Despite the challenges, CCR has continued to insist that victims must have the right of redress against for-profit corporations, most notably in Al Shimari v CACI, brought on behalf of four Iraqi alleged torture victims at the “hard site” of Abu Ghraib. I brought their case – and the larger issues related to accountability for private military contractors and corporations operating transnationally – to the attention of the working group as it illustrates some of the gaps an international treaty can address. As I explained in my statement to the working group:

For more than a decade, the Center for Constitutional Rights … has represented Iraqis bringing claims of war crimes and torture in litigation against private military/security contractors (PMSCs), including Blackwater, CACI and Titan/L-3, in US courts. Although two cases have resulted in financial settlements, this litigation has not been easy. One case, Al Shimari v CACI… has just entered the eighth year of litigation. The plaintiffs' claims have been found to satisfy the Kiobel “touch and concern” test, and satisfied the threshold questions of corporate liability and extra-territorial jurisdiction, but is now on appeal, again, following dismissal two weeks ago under the political question doctrine.
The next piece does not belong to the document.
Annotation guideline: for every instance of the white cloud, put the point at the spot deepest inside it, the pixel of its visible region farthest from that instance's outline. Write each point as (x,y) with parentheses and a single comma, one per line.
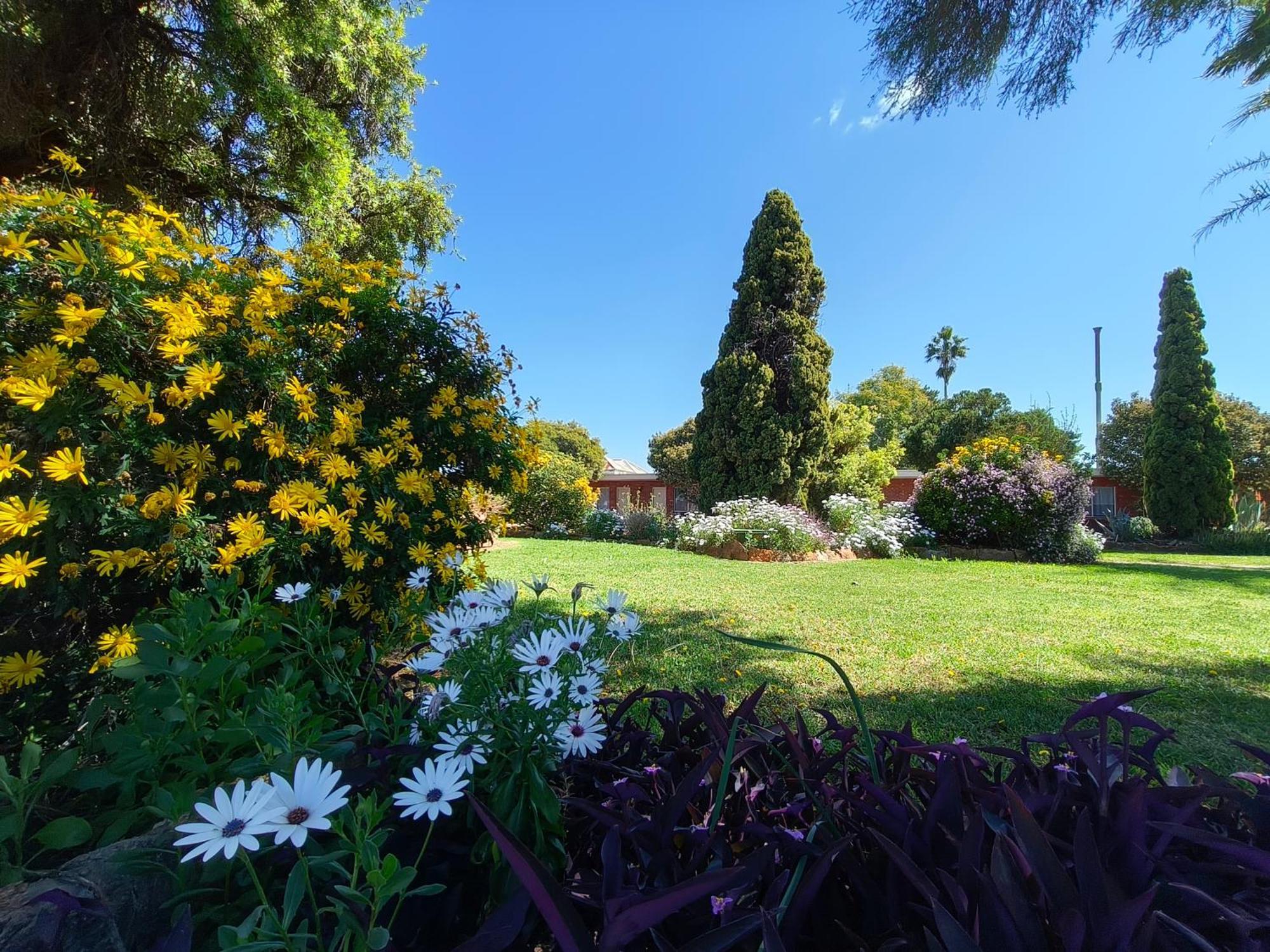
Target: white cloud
(893,103)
We urge the Working Group to clarify, and indeed, affirm the liability of PMSCs for their participation in human rights violations. That the corporations are hired by States  ̶  or the United Nations  ̶  must not serve as a shield to liability. Any immunities States  ̶  or the U.N. ̶  might enjoy must not be imputed to these for-profit actors and must not be permitted to serve as a barrier to victims of human rights violations right to a remedy, particularly in circumstances where the violations in question have been affirmed in treaty and customary law as unlawful, and thus cannot be considered as official State acts.

I hope the U.N. working group will clarify and, in a future treaty, codify the responsibilities of corporations operating transnationally, affirming that indeed, they, and domestically-operated corporations, can be held liable when they breach human rights. CCR and FIDH will continue partnering with individuals and communities bearing the brunt of corporate abuses to press the U.N. – and national courts – to ensure that they have a voice when future business ventures are proposed and access to a remedy in the case of breaches, whether in the home state of the corporation, the host state where the violation occurred, or in the absence of either, in a jurisdiction where the business operates. Together, we will work to bring the era of corporate impunity to an end.